Dangly little long layered locks are like my public blanket to childishly hide under so you can’t see my face. God knows you don’t want to, but I know you don’t want to more. I wouldn’t ask that of you.2
Creeping fabric from shoulders to wrists, you itch and cling to everything you hide. My opposite arm slithers slyly beneath you to scratch the crying scabs it put there. My truthful delight. As the hidden factor bleeds and clots the curtain lowers on top soaking every inch of hurt.3
Fast dancing to a slow song. I feel amongst the blue Berber carpet and soft dog hair. I smile even though song draws recollections of times with everyone. Good or bad, I compress the tears behind my eyes again and sniff.
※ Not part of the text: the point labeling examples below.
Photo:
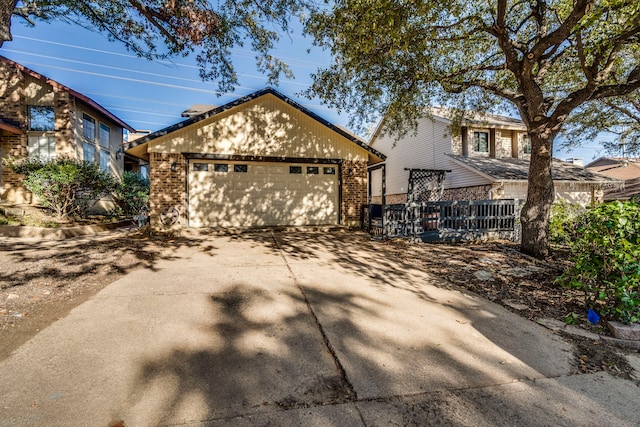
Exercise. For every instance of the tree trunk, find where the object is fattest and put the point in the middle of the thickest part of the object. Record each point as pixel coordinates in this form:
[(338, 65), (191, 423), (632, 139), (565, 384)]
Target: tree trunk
[(6, 11), (540, 195)]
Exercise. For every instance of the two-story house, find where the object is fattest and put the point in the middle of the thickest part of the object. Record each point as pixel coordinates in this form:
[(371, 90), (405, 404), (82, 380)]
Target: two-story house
[(40, 117), (487, 159)]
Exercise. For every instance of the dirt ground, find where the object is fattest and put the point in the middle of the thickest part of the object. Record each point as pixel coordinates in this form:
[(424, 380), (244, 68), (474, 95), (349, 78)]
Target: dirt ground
[(41, 282)]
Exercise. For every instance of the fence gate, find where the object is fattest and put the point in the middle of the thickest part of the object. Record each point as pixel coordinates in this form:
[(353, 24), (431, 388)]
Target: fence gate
[(425, 185)]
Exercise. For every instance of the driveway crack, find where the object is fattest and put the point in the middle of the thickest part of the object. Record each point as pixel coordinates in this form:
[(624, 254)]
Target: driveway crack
[(350, 394)]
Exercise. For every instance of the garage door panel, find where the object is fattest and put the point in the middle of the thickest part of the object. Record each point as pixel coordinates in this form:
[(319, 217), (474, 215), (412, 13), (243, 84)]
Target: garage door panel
[(266, 194)]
Then giggle so I feel a slight hint of crazy that I fear I am.4
Crowded and surrounded of papers and notebooks and an alarm clock, my cell phone, an empty Kleenex box, and an empty piggy bank, a loose fake flower adrift from one of many other floral arrangements, and a dictionary, I am lonely. I have drifted away from who everyone thinks I am and whom I think everyone is and I am just me for a moment. Partially under my black comforter. 5
The dusty fan blows my mildly wet hair onto my chest, back and nose. My fingers search through it finding themselves lonesome. I think upon tomorrow, something I used to find myself sunken in optimism about and now I just randomly guess of beaten replay of everyday. Still lonely. 6
A foot dangles out into the alignment of wind from the fan it gets beyond cold and I reel it back beneath my thick blanket. My hair falls past my nose I smell the shampoo. Purposely my head begins to fill of all things that upset me.7
I wrap my arms around myself and remember the scent of you. My eyes take me away to another place freely. Torturing myself with this burden of a stereotype that’s been placed on me by that “educational” institute of bullshit because I don’t meet the small town requirements. I…8
I fluff up a few pillows so they pout out like your chest and stomach and cover us with my blanket your favorite place excepts its not your blanket. I feel like you still breathing hellaciously hot air onto my hair. It stirs the scent into you and you inhale. I hear you go “Mmmm” and I smirk. “Why are you smirking?” You always preciously precisely knew if I smiled or smirked, could call it on a dime, even in the dark. I’d giggle because I always was.9
“Beauty queen of only 18 she had some trouble with herself…. Tap on my window, knock on my door I wanna make you feel beautiful,” you whispery sing to me as tears fill my eyes.10
I fly back. I flip open my phone and no messages from you while I was gone. So lonely the beauty I felt from you is gone. It went when I stepped out of your blue car. The color followed me. It comes and goes as I see you. I want to reach out to you to help me.11
But I just suffer in silence because if you knew I missed you, you’d love it. It makes it harder to move onto someone else. And you’d be so pissed if you knew people heard this.